Quote from: Tangled-Universe on October 17, 2012, 04:45:46 AM
Given Matt's explanation about tracing one ray per micropolygon and his 2nd suggestion to increase detail >1, I think I'm correct by saying you need to increase the ray detail multiplier.
By default it is set to 0.25 and if you increase it to 1 then more rays should be traced per polygon and you should get better accuracy.

Be aware this also greatly affects GI. To save rendertime you may reduce GI relative detail, as this will also be sampled 4 times denser with the increased ray detail multiplier.

It won't change the number of rays or the number of GI samples taken, but it increases the detail of the geometry seen by the reflections and GI rays.

Matt
Just because milk is white doesn't mean that clouds are made of milk.

Tangled-Universe

Thanks for pointing the mistake, twice ;)
I think this misconception has always been there, given Oshyan's confirmation.
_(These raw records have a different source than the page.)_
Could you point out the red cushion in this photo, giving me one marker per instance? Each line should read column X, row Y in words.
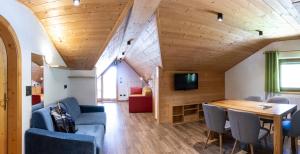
column 36, row 99
column 140, row 104
column 136, row 90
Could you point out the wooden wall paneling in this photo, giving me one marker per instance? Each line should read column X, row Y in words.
column 211, row 87
column 3, row 91
column 197, row 40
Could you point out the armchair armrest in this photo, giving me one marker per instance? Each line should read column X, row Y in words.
column 40, row 141
column 89, row 108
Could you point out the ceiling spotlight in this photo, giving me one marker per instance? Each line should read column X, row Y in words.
column 76, row 2
column 220, row 16
column 260, row 33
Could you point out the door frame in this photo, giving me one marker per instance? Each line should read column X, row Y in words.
column 14, row 87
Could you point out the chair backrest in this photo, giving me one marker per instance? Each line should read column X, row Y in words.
column 295, row 124
column 244, row 126
column 278, row 100
column 254, row 98
column 215, row 118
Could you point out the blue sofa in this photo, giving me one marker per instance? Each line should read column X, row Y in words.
column 90, row 121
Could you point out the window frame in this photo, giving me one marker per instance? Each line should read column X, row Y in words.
column 287, row 61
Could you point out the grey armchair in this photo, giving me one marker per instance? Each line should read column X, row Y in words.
column 215, row 119
column 245, row 128
column 291, row 128
column 254, row 98
column 276, row 100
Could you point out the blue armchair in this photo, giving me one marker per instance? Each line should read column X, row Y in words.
column 90, row 121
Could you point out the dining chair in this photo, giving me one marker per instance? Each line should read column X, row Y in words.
column 254, row 98
column 215, row 119
column 291, row 128
column 275, row 100
column 245, row 128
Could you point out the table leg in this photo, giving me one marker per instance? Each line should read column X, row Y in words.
column 277, row 139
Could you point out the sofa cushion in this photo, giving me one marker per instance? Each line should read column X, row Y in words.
column 91, row 118
column 93, row 130
column 62, row 121
column 147, row 91
column 72, row 107
column 136, row 90
column 42, row 119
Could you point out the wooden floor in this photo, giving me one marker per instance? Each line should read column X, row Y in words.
column 136, row 133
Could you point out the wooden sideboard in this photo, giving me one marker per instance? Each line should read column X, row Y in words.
column 186, row 113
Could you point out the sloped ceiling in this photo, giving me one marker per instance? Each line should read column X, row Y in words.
column 189, row 35
column 191, row 38
column 81, row 33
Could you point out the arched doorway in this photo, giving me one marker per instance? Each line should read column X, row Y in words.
column 14, row 96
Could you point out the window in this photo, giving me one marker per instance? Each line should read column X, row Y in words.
column 289, row 74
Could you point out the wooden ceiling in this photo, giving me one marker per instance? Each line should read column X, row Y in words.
column 189, row 35
column 144, row 55
column 191, row 38
column 81, row 33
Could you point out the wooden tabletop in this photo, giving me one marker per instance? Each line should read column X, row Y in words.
column 250, row 106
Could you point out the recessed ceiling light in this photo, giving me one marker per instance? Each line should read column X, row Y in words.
column 76, row 2
column 220, row 16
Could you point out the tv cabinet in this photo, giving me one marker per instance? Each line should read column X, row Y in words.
column 186, row 113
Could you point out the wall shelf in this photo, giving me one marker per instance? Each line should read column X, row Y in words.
column 187, row 113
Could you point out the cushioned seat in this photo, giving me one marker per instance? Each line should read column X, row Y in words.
column 263, row 132
column 90, row 122
column 286, row 127
column 93, row 130
column 91, row 118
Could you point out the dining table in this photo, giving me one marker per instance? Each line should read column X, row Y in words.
column 272, row 111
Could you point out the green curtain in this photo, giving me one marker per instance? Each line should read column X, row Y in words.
column 272, row 73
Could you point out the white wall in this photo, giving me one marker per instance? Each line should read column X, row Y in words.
column 127, row 78
column 32, row 38
column 248, row 77
column 83, row 86
column 54, row 82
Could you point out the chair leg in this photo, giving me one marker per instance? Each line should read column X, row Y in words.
column 266, row 142
column 251, row 148
column 293, row 144
column 208, row 136
column 221, row 144
column 235, row 142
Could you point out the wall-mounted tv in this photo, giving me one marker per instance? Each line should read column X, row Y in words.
column 186, row 81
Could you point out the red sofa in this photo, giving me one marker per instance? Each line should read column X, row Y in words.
column 139, row 102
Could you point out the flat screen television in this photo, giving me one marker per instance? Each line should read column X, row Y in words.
column 186, row 81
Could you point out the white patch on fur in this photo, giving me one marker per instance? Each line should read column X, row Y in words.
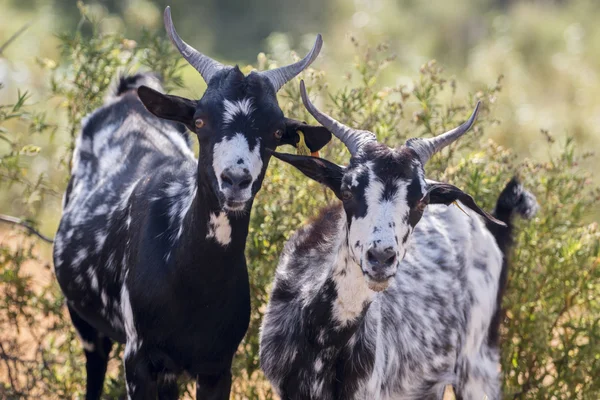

I guess it's subject for the ongoing documentation then.

So, now we know I was wrong, but it might be more helpful to know what it is instead of what it is not? ;)

Oshyan

Well, I said it made sense to me, I didn't say it was correct (as in I knew it was). ;)

I think "it increases the detail of the geometry seen by the reflections and GI rays" says it, doesn't it? It does not fire more rays (more samples), it just uses higher detail geometry for the samples it does take.